Bryconops imitator
- Conservation status: Near Threatened (IUCN 3.1)

Scientific classification
- Kingdom: Animalia
- Phylum: Chordata
- Class: Actinopterygii
- Order: Characiformes
- Family: Iguanodectidae
- Genus: Bryconops
- Species: B. imitator
- Binomial name: Bryconops imitator Chernoff & Machado-Allison, 2002

= Bryconops imitator =

- Authority: Chernoff & Machado-Allison, 2002
- Conservation status: NT

Species of fish

Bryconops imitator is a species of freshwater ray-finned fish belonging to the family Iguanodectidae. This species is found in the rivers of South America. It is a small, silvery fish with a bright red tail fin that is known to eat invertebrates, like insects and freshwater zooplankton.

It gets the specific epithet "imitator" from its strong resemblance to another member of the genus, Bryconops colaroja; however, there are subtle differences in bone structure, color, and other traits that allow for differentiation. B. imitator and B. colaroja otherwise share many visual similarities that make them easy to confuse.

== Description ==
Bryconops imitator usually reaches 7.8 cm (3.1 in) in standard length. This places it close to the middle of the length range for Bryconops as a whole. Its scales are generally silver with a hint of emerald-green, and one of its most distinguishing features is a bright-red tail, a trait it only shares with B. colaroja (which was named for its tail; cola- means tail and -roja means red). The fact that B. imitator and B. colaroja are the only two members of Bryconops - and, in fact, two of very few tetras in general - to have this specific trait is one of the reasons that B. imitator went unrecognized as long as it did.

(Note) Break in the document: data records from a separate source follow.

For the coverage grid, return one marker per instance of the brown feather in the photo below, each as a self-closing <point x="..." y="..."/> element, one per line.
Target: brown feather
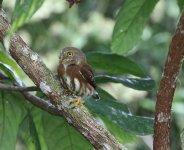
<point x="88" y="75"/>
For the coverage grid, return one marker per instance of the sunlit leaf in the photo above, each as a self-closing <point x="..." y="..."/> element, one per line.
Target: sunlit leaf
<point x="114" y="64"/>
<point x="113" y="111"/>
<point x="130" y="23"/>
<point x="12" y="112"/>
<point x="181" y="4"/>
<point x="24" y="10"/>
<point x="60" y="135"/>
<point x="145" y="84"/>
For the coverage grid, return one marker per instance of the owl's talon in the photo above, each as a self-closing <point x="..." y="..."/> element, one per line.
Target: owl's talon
<point x="76" y="102"/>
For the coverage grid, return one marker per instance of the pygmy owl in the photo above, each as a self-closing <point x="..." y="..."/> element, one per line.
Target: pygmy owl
<point x="76" y="75"/>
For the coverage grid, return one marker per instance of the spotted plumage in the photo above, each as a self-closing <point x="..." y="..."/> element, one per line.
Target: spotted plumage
<point x="76" y="75"/>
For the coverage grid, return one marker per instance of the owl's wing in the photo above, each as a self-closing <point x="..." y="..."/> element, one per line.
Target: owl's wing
<point x="88" y="75"/>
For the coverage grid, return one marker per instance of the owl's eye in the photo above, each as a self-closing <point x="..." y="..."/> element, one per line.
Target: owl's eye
<point x="69" y="54"/>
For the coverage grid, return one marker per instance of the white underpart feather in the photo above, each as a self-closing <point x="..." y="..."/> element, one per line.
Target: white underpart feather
<point x="77" y="84"/>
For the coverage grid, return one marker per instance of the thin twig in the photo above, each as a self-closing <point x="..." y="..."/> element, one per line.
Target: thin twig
<point x="167" y="88"/>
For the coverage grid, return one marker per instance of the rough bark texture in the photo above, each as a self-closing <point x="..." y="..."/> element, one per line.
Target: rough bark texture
<point x="167" y="88"/>
<point x="80" y="118"/>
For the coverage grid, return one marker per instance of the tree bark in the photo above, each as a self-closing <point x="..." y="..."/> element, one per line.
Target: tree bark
<point x="167" y="88"/>
<point x="43" y="78"/>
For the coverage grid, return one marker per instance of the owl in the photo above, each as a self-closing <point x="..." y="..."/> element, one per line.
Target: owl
<point x="75" y="73"/>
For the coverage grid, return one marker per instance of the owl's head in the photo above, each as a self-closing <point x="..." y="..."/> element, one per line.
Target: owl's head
<point x="72" y="55"/>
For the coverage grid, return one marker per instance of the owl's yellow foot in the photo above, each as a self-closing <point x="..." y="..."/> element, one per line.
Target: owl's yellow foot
<point x="68" y="92"/>
<point x="76" y="102"/>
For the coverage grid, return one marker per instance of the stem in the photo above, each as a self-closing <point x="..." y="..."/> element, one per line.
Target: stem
<point x="167" y="88"/>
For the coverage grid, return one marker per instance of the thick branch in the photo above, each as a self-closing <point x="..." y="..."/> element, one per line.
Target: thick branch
<point x="80" y="118"/>
<point x="167" y="88"/>
<point x="17" y="88"/>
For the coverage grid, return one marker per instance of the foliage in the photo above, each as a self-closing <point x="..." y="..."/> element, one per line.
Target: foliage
<point x="27" y="126"/>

Even upon a relatively close inspection, B. imitator is easy to confuse with B. colaroja, but several differentiating facets exist. These involve features as subtle as where scales form new rows on the body; the rows of B. imitator's scales split at the seventh scale in the mid-dorsal scale row, but the rows of B. colaroja's scales split after the 5th and the 8th scale. Differences in body shape are easier to see. B. imitator has a slightly more arched predorsal region, and a thinner caudal peduncle (the joint where the tail fin attaches to the body).

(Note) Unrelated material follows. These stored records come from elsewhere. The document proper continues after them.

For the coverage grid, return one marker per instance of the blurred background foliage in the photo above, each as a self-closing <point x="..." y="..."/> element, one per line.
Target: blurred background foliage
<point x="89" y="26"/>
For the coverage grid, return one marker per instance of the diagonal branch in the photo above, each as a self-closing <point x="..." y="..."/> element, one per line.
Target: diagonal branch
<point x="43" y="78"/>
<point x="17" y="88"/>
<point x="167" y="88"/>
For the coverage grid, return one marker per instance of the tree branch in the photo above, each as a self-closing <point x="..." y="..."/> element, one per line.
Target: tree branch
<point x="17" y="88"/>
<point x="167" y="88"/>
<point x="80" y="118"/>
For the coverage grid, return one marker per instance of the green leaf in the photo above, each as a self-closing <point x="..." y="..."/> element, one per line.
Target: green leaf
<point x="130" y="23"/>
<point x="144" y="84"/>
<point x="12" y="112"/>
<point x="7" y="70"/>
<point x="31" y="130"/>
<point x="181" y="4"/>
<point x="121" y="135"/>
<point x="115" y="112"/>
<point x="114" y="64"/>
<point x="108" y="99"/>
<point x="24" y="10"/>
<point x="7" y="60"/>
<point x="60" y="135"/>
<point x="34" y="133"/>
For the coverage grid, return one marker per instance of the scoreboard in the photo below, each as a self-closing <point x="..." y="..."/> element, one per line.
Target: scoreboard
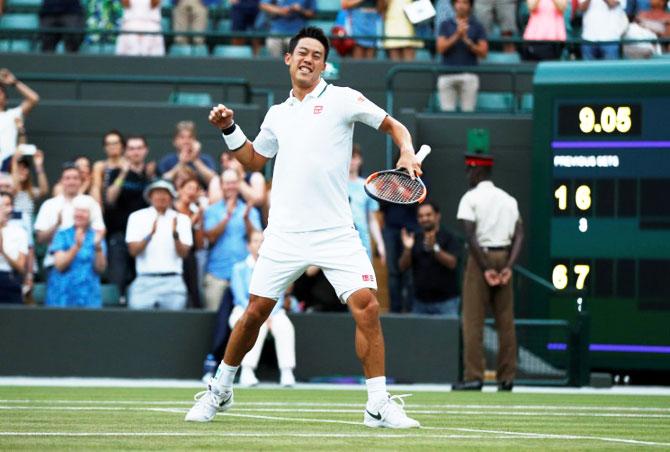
<point x="600" y="214"/>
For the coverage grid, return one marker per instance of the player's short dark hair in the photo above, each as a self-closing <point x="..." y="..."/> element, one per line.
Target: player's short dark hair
<point x="310" y="32"/>
<point x="432" y="204"/>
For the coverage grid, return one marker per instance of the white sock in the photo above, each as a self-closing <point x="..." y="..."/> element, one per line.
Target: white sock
<point x="376" y="391"/>
<point x="224" y="377"/>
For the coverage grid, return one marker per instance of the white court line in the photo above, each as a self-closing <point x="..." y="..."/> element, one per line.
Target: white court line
<point x="410" y="406"/>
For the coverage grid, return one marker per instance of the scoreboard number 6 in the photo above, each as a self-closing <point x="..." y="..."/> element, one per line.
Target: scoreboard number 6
<point x="560" y="279"/>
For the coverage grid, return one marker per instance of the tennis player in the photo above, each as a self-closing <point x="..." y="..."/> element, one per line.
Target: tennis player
<point x="310" y="222"/>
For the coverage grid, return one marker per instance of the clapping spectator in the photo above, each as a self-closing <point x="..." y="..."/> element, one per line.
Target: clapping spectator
<point x="188" y="155"/>
<point x="546" y="23"/>
<point x="140" y="17"/>
<point x="124" y="185"/>
<point x="9" y="127"/>
<point x="61" y="14"/>
<point x="79" y="254"/>
<point x="159" y="238"/>
<point x="462" y="41"/>
<point x="13" y="252"/>
<point x="227" y="224"/>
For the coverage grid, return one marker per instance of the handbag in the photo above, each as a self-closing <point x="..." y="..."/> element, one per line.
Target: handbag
<point x="419" y="11"/>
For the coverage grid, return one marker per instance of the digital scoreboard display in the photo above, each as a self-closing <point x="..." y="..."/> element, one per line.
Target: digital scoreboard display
<point x="601" y="213"/>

Bryconops imitator has several differences in coloration that set it apart from other related species, not just B. colaroja. It lacks a humeral spot, a mark above the pectoral fin in some fish (including many Bryconops), and has no increase in pigmentation in the eye and cheek region. The lobes of its caudal (tail) fin are equal in length, and it lacks the caudal ocellus (eyespot) seen in plenty of its congeners. It also has no band of pigment at the base of its anal fin, and this specifically differentiates it from B. colanegra, which has an exaggerated stripe on its anal fin base.

== Taxonomy ==
Bryconops imitator has been considered a member of Bryconops since its designation in 2002 by Chernoff & Machado-Allison. Bryconops consists of two subgenera, Bryconops and Creatochanes, and B. imitator is considered a member of Creatochanes; hence, its full scientific name is Bryconops (Creatochanes) imitator. Members of Creatochanes are classified based upon having at least one tooth, up to three, in both sides of the maxillary bone.

While this cannot be quantified from external observation alone, the denticulation of the gill rakers (how many denticles, or toothlike protrusions, the gill rakers have) can also play a part in classification. B. imitator's gill rakers, while perhaps the least denticulated amongst comparable species, still bear the right similarities to place it in a clade within its subgenus; this clade consists of Bryconops melanurus|B. melanurus, B. colaroja, B. colanegra, and B. imitator.

== Distribution and ecology ==
Bryconops imitator is endemic to the Caura River, a blackwater tributary of the Orinoco river. It has a noted preference for sandy substrate (as opposed to rocky or clay-heavy). It demonstrates similar environmental needs to its cousin B. colaroja, which contributed to their longtime synonymy, but B. colaroja is endemic to an entirely different tributary of a different river altogether (the Cuyuní river, which is a tributary of the Essequibo river).

Though detailed research on its specific preferences is lacking, B. imitator is known to target invertebrates. The presence of gill rakers suggests that microscopic invertebrates are included, and the Caura River is not lacking. There is a plentiful population of zooplankton that rises and falls with the yearly flood cycle, though these zooplankton do not reproduce in the river itself and are instead solely washed in from the floodplains or other channels.

=== Conservation status ===
The IUCN considers B. imitator to be a near-threatened species largely thanks to habitat loss and degradation. Illegal gold mining is a thriving industry in Latin America as a whole, and the activities therein are damaging and endangering many habitats, not just aquatic. Specific threats include mercury toxicity, which is dangerous not just to inhabitants like B. imitator but also to the human communities that rely on the river systems for water.